Uploaded image for project: 'Core Server'
  1. Core Server
  2. SERVER-68511

movePrimary might introduce sharding metadata inconsistency in MongoDB 5.0+

    • Type: Icon: Bug Bug
    • Resolution: Fixed
    • Priority: Icon: Blocker - P1 Blocker - P1
    • 6.0.1, 5.0.11, 6.1.0-rc0
    • Affects Version/s: None
    • Component/s: None
    • Labels:
      None
    • Fully Compatible
    • v6.0, v5.0
    • Sharding EMEA 2022-08-08

      ​​

      Issue Status as of Aug 10, 2022

      ISSUE DESCRIPTION AND IMPACT

      In MongoDB 5.0.0-5.0.10 and 6.0.0, when running featureCompatibilityVersion 5.0+; the movePrimary command can cause inconsistent sharding metadata when the target database for the command was created while under featureCompatibilityVersion 4.4 or earlier.

      This issue is fixed in MongoDB 5.0.11 and 6.0.1.

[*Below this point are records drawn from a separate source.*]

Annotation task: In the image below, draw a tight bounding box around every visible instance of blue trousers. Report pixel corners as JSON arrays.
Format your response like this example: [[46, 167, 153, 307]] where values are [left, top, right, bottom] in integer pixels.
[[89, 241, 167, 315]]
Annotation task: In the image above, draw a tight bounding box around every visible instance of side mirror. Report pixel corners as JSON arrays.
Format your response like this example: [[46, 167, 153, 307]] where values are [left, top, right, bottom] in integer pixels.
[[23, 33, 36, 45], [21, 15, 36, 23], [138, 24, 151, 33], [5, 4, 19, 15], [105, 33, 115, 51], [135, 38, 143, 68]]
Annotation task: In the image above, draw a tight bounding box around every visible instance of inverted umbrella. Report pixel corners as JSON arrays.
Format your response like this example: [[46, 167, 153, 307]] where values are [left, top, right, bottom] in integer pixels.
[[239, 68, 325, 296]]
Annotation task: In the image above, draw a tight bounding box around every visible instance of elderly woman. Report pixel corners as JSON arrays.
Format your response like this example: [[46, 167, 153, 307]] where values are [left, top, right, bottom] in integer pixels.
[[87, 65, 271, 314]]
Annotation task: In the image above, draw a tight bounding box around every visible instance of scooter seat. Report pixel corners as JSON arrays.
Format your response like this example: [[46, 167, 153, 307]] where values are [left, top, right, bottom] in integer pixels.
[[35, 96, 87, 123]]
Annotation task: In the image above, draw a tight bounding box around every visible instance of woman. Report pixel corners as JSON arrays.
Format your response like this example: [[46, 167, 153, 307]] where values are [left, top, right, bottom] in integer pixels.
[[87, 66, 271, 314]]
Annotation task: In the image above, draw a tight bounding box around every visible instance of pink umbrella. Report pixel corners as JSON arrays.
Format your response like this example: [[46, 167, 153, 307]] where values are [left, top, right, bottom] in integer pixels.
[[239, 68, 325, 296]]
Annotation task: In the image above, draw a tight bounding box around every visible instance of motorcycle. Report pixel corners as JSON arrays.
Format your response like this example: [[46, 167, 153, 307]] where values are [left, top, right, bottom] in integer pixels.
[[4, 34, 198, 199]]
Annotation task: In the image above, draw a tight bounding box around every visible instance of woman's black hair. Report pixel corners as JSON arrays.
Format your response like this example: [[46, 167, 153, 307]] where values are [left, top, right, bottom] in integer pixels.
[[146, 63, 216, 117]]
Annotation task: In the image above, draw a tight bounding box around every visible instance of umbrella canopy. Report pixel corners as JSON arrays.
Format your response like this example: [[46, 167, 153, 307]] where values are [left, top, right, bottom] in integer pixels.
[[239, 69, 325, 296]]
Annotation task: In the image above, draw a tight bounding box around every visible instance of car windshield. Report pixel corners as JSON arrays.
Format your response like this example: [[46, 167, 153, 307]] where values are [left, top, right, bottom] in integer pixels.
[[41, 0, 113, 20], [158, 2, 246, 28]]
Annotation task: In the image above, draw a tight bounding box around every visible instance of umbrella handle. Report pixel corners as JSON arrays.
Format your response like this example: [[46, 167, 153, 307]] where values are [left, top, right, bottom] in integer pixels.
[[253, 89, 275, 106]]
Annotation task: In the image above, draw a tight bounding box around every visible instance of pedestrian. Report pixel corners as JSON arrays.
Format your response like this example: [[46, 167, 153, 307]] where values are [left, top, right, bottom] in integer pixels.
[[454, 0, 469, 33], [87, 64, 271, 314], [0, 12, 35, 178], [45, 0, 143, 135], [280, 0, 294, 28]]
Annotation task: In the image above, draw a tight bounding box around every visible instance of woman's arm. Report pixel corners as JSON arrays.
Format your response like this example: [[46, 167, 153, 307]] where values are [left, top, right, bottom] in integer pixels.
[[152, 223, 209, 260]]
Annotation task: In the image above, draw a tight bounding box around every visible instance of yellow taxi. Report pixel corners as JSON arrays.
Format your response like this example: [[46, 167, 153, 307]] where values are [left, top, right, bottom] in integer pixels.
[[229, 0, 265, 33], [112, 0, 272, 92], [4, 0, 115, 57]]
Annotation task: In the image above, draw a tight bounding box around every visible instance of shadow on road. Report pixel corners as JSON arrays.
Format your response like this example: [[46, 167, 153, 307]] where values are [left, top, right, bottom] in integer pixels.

      As a result, after a movePrimary operation:

      • The source shard of the movePrimary operation (the original primary shard) remains the primary shard.
      • Documents in unsharded collections inserted or updated prior to movePrimary are located on the destination shard.
      • Documents in unsharded collections inserted or updated after the movePrimary operation are located on the source shard.
      • The source shard will not have any secondary (non-_id) indexes or non-default collection options. Secondary uniqueness constraints will not be enforced in unsharded collections.
      • Write operations will not be properly routed to preexisting documents in unsharded collections, causing updates and deletes to appear successful without matching and modifying their targets.

      The movePrimary command performs an update to the config.databases collection to complete the operation of changing a database's primary shard. This issue occurs because the update filter for this query checks for equivalency to a subdocument, instead of each field in the subdocument individually using dotted notation. This is an incorrect practice and prevents the update from matching (and therefore updating) the necessary metadata due to the following differences in how metadata is stored and managed:

      • Under featureCompatibilityVersion 4.4 new database metadata documents are created with a version field containing, in order: uuid and lastMod
      • The setFeatureCompatibilityVersion command, when moving from 4.4 to 5.0, updates all existing database metadata documents with a new version format. The result of this update is a version field containing, in order: uuid, lastMod, and timestamp
      • Under featureCompatibilityVersion 5.0, new database metadata documents are created with a version containing, in order: uuid, timestamp, and lastMod

      The movePrimary command's improper use of a document that matches the FCV 5.0 version format causes updates to miss metadata documents that were converted during setFeatureCompatibilityVersion from earlier versions.

      DIAGNOSIS

      If a database in a sharded cluster was created on MongoDB 4.4 or earlier, and the cluster is currently running MongoDB versions 5.0.0-5.0.10 or 6.0.0, the cluster is vulnerable and likely to be impacted during a movePrimary command.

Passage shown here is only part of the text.